СВЕТЛАНА. Дешевые номера. Куда помчимся?
КИСТОЧКИН. Нет в тебе романтики ни капли. Ну, помчимся во Внуково, в Голицыно, в Сочи, куда хочешь…
СВЕТЛАНА. Отпадает.
Они остаются в тени, а прожектор вдруг освещает комнату Игоря и Эллы. На кровати в ночной рубашке сидит Элла, расчесывает волосы и ногой подкачивает детскую колясочку. Игорь с тихим ожесточением разворачивает раскладушку.
ИГОРЬ (свистящим шепотом).

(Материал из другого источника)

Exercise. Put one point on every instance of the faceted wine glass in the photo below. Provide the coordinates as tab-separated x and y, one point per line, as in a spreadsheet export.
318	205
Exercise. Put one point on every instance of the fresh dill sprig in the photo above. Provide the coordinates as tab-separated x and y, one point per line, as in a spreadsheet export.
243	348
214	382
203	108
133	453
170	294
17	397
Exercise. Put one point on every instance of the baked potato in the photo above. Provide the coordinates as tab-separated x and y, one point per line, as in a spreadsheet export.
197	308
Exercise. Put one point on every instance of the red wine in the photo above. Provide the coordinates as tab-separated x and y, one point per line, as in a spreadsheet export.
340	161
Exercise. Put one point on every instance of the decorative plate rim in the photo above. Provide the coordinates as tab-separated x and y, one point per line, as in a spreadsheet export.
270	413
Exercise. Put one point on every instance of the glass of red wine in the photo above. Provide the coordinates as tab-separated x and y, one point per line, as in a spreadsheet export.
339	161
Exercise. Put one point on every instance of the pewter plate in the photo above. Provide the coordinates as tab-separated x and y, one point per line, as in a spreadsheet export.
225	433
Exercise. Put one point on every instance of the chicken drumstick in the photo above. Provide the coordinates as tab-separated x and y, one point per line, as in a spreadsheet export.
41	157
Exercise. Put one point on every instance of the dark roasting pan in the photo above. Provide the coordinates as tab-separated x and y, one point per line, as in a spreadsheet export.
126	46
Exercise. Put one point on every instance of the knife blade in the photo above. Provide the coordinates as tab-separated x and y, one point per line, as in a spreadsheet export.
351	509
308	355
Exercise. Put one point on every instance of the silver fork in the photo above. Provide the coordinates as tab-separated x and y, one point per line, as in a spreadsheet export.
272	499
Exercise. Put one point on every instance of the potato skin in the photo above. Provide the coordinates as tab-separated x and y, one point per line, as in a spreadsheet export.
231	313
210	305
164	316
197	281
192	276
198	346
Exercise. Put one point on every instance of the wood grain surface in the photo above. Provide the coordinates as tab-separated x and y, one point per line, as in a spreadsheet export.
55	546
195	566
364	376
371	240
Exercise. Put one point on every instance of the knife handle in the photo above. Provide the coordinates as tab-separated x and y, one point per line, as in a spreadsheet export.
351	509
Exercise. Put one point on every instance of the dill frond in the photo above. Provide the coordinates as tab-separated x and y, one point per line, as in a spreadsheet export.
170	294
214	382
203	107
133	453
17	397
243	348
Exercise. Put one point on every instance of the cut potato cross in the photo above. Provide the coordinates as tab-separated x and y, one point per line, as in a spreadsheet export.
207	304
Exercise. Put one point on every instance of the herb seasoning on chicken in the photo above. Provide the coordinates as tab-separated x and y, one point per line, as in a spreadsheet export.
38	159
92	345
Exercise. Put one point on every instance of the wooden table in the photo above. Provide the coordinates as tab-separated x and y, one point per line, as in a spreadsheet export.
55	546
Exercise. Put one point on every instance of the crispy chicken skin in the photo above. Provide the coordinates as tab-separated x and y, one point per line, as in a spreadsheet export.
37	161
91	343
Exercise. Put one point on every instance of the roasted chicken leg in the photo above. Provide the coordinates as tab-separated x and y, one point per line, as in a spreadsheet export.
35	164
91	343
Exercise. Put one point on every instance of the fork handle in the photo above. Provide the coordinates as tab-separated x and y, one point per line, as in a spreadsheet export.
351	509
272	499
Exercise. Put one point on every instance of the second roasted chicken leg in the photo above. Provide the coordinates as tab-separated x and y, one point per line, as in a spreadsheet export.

Всю свою сознательную жизнь веду борьбу с этим предметом. Когда же у меня будет своя постель?
ЭЛЛА. Когда поумнеешь, тогда и будет.
ИГОРЬ. Значит, никогда. (Снимает брюки, садится на раскладушку и молча начинает имитировать движения джазиста, отрываясь от трубы, шепчет.) Майлз Дэвис. Импровизация в миноре.
ЭЛЛА. Ложись. Проспишь на завод.
ИГОРЬ. Ты забыла? Завтра я в вечернюю.
ЭЛЛА. Тогда пойдешь утром в молочную кухню.
ИГОРЬ (со вздохом откладывает трубу, гасит свет). Эх, какая лажа…
В темноте начинает пищать ребенок. Фигура Эллы в белой длинной рубашке маячит возле кроватки.
ЭЛЛА (поет). Засыпай, мой милый чудный бэби, исчезай, печали след…
Игорь, импровизируя, подпевает ей, ребенок затихает. Элла ложится.
ИГОРЬ (шепчет). Элка, помнишь, как мы встретились с тобой в «Шестиграннике»? Я солировал и вдруг увидел, что ты стоишь прямо возле эстрады и смотришь на меня и отказываешь всем чувакам. И в тот же год мы поехали с тобой на юг, на халтуру. Помнишь, как было на юге?